From the two prime numbers, the product m calculated, and used as residue class (modulo) .:
(1) m=p*q
Then choose a random number e (encode), which (together with m) is used as a public key. It must be relatively prime and smaller than phi(m) .. In the next step, from this key, the key to decrypt d (dechipher) must be calculated. For this, a d must be found, so that the following formula is satisfied:
(2) e*d mod phi(m) = 1
phi() denotes the Euler function. For large numbers it is so hard to determine , that even modern computers would need decades to do so. There is one exception: If the prime factorization of m known. Since we m have m calculated as the product of two primes, we know the prime factorization: p and q. In this case, phi(m) can be calculated as:
(3) phi(m)=(p-1)*(q-1)
Now (2) is solved using the extended Euclidean algorithm.
Then we have:
(e,m) as a public key and
(d,m) as private key.
All other values are no longer needed.
1.2 En- and decrypt
A number C (Plain text) with the public key can be encrypted as follows:
(4) 
V is the encrypted plaintext. This number can be decrypted by the following formula :
(5) Vd mod m = K
2 Why do the formulas for en- and decryption work?
It will be shown, that after the application of the encryption formula (4) on C and then the decryption formula (5) the original number C comes out again.
First, this must be somewhat limited: en- and decryption only works for plain text C, if it is relative prime to the modulo m _.
The RSA system works, because
- to all m prime numbers modulo m form a group (Assertion 1) and
- in a group it is always true, that a number obtained from the group exponentiated with the number of elements in the group is always the number one (Assertion 2: Euler-Fermat).
First, I show, that, if these two conditions are met, the RSA method does work. Then I show, that both conditions are met.
En- and decryption is applied in a row:
(6) (Ce)D ^ v m = K
It will be shown here, that this C comes out. In (6) parentheses can be resolved:
(7) Ce * d mod m = K
Where possible, a the number of elements (meaning. the number of m prime numbers) called, if so:
(8) Ca *K v m = K,
since according to claim 2 is: Ca v m = 1. Formula (8) can be transformed into
(9) Ca 1 mod m = K
Since a number raised to the number of elements a the number 1 results, it does this for 2*a, 3*a, 4*a…, general f*a:
(10) Ca*f 1 mod m = K
Dh.
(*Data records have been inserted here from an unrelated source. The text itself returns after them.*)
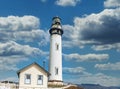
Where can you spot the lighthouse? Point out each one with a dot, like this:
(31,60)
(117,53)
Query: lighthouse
(55,61)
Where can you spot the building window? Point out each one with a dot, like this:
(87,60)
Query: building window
(56,71)
(40,80)
(57,46)
(27,78)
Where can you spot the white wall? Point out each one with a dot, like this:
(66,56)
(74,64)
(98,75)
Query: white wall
(34,71)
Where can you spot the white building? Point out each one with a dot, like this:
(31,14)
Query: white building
(55,62)
(33,77)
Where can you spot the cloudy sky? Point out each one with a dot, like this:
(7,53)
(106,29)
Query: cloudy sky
(91,39)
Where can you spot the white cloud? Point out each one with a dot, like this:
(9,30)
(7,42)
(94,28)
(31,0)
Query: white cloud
(25,29)
(14,23)
(67,2)
(106,47)
(9,63)
(108,66)
(12,53)
(87,57)
(112,3)
(94,29)
(12,48)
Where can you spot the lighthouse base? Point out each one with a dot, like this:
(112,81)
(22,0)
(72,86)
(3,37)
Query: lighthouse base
(55,83)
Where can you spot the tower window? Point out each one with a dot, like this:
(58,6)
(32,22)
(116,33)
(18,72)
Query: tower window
(27,78)
(57,46)
(56,71)
(40,80)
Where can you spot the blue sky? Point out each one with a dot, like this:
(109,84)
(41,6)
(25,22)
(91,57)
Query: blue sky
(91,39)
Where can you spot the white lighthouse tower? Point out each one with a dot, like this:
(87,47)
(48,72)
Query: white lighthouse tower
(55,62)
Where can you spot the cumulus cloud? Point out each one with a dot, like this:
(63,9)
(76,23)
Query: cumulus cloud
(67,2)
(106,47)
(12,48)
(12,53)
(19,23)
(96,29)
(108,66)
(112,3)
(87,57)
(24,29)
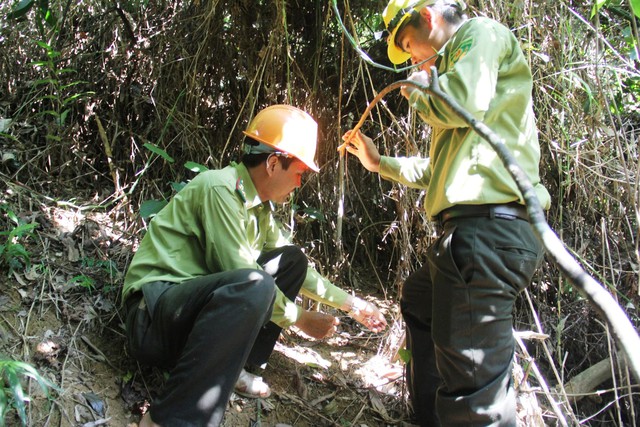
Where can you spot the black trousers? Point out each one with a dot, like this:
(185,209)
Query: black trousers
(458,314)
(205,330)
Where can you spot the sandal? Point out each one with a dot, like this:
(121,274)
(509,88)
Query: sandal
(252,386)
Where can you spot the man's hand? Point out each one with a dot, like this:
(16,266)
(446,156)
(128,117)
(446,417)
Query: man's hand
(364,149)
(420,77)
(317,325)
(366,313)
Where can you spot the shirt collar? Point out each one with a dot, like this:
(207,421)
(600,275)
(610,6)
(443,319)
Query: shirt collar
(249,189)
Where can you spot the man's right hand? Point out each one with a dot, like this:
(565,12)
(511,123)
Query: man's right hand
(317,325)
(364,149)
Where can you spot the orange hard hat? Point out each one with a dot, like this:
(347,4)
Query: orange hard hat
(288,130)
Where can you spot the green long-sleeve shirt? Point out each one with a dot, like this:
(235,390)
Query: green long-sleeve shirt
(218,223)
(483,68)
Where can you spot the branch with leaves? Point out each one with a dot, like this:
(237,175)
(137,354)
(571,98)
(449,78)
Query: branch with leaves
(602,301)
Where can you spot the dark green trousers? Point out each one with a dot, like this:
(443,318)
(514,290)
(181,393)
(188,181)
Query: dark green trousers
(206,330)
(458,314)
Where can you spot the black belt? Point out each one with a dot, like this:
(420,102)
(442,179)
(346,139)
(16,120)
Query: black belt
(506,211)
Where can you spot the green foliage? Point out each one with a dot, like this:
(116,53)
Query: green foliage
(56,98)
(83,281)
(12,394)
(159,151)
(13,254)
(150,208)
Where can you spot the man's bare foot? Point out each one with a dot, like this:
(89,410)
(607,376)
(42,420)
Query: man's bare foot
(146,421)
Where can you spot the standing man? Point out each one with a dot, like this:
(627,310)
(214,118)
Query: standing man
(458,306)
(215,277)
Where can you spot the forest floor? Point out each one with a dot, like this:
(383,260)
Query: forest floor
(61,315)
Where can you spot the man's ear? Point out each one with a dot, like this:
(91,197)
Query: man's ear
(271,164)
(426,14)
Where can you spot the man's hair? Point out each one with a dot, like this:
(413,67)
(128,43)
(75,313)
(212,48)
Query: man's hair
(449,9)
(253,160)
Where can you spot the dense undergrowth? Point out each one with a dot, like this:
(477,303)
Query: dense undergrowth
(107,107)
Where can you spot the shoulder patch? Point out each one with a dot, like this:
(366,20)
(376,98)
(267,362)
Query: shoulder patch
(240,190)
(461,51)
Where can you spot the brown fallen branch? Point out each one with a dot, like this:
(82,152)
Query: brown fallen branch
(602,301)
(588,380)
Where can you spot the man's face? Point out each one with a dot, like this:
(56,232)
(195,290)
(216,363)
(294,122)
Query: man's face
(419,43)
(283,181)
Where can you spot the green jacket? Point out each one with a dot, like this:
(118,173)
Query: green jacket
(483,68)
(218,223)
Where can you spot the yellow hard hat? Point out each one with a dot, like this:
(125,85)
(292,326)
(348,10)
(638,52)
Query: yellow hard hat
(396,12)
(286,129)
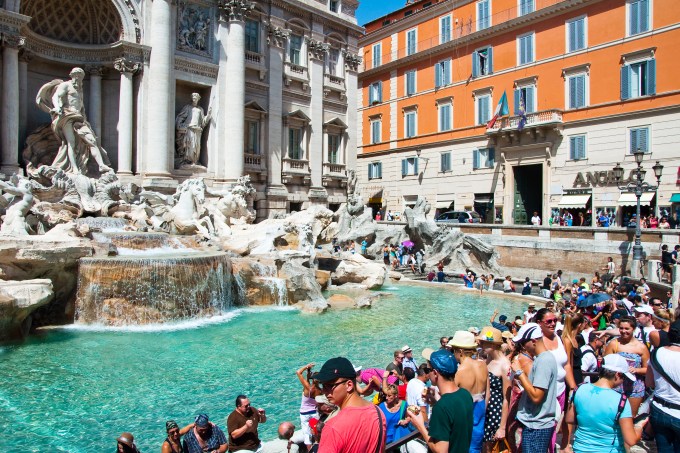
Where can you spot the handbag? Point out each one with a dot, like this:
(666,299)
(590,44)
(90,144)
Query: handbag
(501,446)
Equation (7) is satisfied, if and only if:
(11) f 1 = a * d * e
This corresponds to the calculation of d the formula (2), because phi(m) is the number of m prime numbers a an (this is the definition of the Euler function):
(12) a = non-(m)
In (11) used, we get:
(11) phi(m)*f + 1= D * and
If in (2) of Module phi(m) removed, by an appropriate factor f selected, obtained exactly (11).
This shows, that - if the assertions 1 and 2 apply - by inserting a number C in formula (4) a coded number V can be calculated, so that by inserting this number in formula (5) the original number C comes out. In the following chapters, therefore, the assertions 1 and 2 are proved.